Les minuscules forêts conçues par le feng shui

Niché dans une vallée étroite de la réserve naturelle de Meihuashan, dans la province chinoise du Fujian (sud-est), l’ancien village Hakka de Guizhuping est abrité du vent froid du nord par une forêt sacrée.

Un groupe d’arbres à larges feuilles persistantes en forme de croissant grimpe et descend le flanc de la montagne, étreignant les cottages en briques crues blanchies à la chaux du village et le temple de couleur écarlate au bas de la pente. Grâce à la forêt qui l’entoure, cette communauté isolée qui affronte les typhons et reçoit jusqu’à 200 cm de pluie par an est restée intacte au cours des 400 dernières années.

Ce fengshuilin, ou forêt feng shui, est l’un des dizaines de milliers de bois vierges et préservés éparpillés dans les provinces du sud et du centre de la Chine. Ces parcelles d’arbres patrimoniaux anciens sont censées apporter prospérité et bonne santé aux communautés qui les protègent, et sont utilisées par les autochtones Han (principalement Hakka et Huizhou) depuis plus de 1 000 ans.

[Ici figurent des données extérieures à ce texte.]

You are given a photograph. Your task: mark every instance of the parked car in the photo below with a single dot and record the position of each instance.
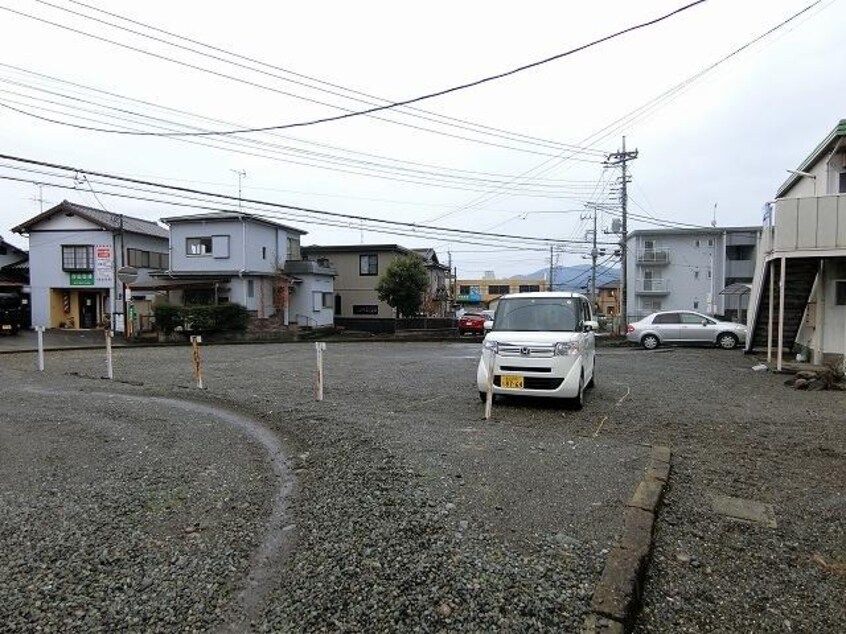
(685, 327)
(471, 324)
(540, 344)
(11, 315)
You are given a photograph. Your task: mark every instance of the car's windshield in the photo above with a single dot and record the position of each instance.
(537, 314)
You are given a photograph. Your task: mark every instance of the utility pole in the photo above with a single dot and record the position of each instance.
(620, 159)
(551, 270)
(241, 174)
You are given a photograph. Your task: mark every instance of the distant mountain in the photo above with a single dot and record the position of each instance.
(572, 278)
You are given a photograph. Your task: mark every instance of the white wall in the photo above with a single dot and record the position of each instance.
(302, 301)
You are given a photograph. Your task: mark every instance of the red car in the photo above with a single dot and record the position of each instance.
(471, 324)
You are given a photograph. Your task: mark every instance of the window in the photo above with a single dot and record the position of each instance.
(368, 265)
(147, 259)
(320, 300)
(666, 318)
(77, 258)
(294, 249)
(365, 309)
(693, 320)
(198, 246)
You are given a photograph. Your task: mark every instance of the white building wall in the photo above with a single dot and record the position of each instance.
(304, 307)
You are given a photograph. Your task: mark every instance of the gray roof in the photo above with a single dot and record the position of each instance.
(355, 248)
(230, 215)
(692, 231)
(106, 219)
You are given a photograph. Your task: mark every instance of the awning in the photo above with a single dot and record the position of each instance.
(738, 288)
(175, 285)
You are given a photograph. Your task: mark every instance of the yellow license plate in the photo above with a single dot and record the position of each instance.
(511, 382)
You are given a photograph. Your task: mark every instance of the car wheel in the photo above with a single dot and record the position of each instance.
(650, 342)
(727, 341)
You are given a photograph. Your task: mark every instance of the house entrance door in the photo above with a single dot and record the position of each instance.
(88, 310)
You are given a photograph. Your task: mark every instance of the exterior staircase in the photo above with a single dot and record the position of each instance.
(799, 281)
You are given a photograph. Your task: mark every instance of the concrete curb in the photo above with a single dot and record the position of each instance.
(617, 595)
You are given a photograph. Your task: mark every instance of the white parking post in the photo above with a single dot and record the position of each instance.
(198, 371)
(319, 347)
(109, 368)
(40, 362)
(489, 398)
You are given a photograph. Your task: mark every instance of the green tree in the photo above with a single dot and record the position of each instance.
(403, 285)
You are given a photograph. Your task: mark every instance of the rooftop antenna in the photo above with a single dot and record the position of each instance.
(40, 200)
(241, 174)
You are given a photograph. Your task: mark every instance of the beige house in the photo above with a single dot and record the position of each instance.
(359, 268)
(798, 296)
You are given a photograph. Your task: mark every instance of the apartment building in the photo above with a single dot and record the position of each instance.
(706, 270)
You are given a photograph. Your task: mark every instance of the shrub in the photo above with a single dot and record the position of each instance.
(223, 318)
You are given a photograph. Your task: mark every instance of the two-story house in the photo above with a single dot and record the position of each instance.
(677, 269)
(436, 303)
(359, 269)
(798, 299)
(249, 260)
(74, 255)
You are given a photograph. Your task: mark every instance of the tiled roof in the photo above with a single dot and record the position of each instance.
(106, 219)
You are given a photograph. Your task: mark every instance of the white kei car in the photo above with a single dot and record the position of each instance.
(539, 344)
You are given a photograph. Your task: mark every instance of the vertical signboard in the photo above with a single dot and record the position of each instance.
(103, 264)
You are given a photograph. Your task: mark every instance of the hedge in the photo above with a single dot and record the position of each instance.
(222, 318)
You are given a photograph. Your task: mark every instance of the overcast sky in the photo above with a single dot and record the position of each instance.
(725, 140)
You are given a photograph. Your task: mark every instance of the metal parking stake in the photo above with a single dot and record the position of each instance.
(198, 371)
(110, 374)
(489, 396)
(40, 357)
(319, 347)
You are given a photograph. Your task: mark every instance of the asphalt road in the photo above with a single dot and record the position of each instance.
(407, 510)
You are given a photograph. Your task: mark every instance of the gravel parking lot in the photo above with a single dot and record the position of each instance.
(408, 511)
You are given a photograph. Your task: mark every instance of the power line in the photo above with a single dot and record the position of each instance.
(346, 166)
(357, 94)
(647, 107)
(367, 111)
(186, 190)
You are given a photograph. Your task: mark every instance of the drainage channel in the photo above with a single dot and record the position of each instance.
(277, 541)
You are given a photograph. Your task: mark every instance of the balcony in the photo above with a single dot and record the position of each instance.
(740, 269)
(812, 225)
(653, 257)
(652, 287)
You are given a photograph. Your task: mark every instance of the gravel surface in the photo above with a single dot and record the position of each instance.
(413, 514)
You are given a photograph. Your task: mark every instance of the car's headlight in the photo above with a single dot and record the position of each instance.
(564, 348)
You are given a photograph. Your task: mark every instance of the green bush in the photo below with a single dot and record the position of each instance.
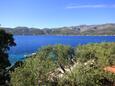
(92, 59)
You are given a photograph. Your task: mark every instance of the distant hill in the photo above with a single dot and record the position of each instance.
(103, 29)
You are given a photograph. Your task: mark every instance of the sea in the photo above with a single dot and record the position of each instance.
(27, 45)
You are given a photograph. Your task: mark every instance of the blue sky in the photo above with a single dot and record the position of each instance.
(55, 13)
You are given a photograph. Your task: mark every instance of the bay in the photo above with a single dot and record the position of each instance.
(29, 44)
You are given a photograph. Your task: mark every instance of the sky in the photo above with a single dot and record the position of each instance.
(56, 13)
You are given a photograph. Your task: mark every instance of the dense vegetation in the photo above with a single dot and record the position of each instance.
(103, 29)
(61, 65)
(6, 41)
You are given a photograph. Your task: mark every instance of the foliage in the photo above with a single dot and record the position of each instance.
(92, 59)
(6, 41)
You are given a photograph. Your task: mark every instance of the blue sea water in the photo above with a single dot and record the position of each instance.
(30, 44)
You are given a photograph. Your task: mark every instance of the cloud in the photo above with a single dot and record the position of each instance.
(91, 6)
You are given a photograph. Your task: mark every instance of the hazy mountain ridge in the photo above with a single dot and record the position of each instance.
(103, 29)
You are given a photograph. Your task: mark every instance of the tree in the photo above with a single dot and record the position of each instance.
(6, 41)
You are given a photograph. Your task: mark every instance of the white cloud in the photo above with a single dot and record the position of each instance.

Les forêts feng shui pourraient fournir un modèle de plantation durable

La première trace écrite d’une forêt feng shui au 3e siècle de notre ère fait référence à leur utilisation pour protéger les tombes des empereurs. Lorsque les Han se sont déplacés du nord de la Chine vers le sud, ils ont commencé à construire des villages selon les principes du feng shui afin d’optimiser le flux d’énergie et de protéger leurs tombes, temples et villages. Les villageois construisaient leurs maisons en bas de la pente d’une forêt de montagne et plantaient d’autres arbres fruitiers et plantes médicinales dans les bois.

Aujourd’hui, les écologistes pensent que ces forêts désormais matures et les villages qu’elles abritent pourraient jouer un rôle clé dans les futurs efforts écologiques de la Chine. Selon des chercheurs de l’Académie chinoise des sciences, la superficie forestière chinoise par personne ne représente que 25 % de la moyenne mondiale, et le pays est le plus gros émetteur de dioxyde de carbone au monde. Pourtant, tout cela pourrait changer, car le pays a récemment annoncé qu’il visait à être neutre en carbone d’ici 2060 et qu’il augmenterait sa couverture forestière à 26% d’ici 2035 – ce qui correspond à peu près à la taille de l’Allemagne.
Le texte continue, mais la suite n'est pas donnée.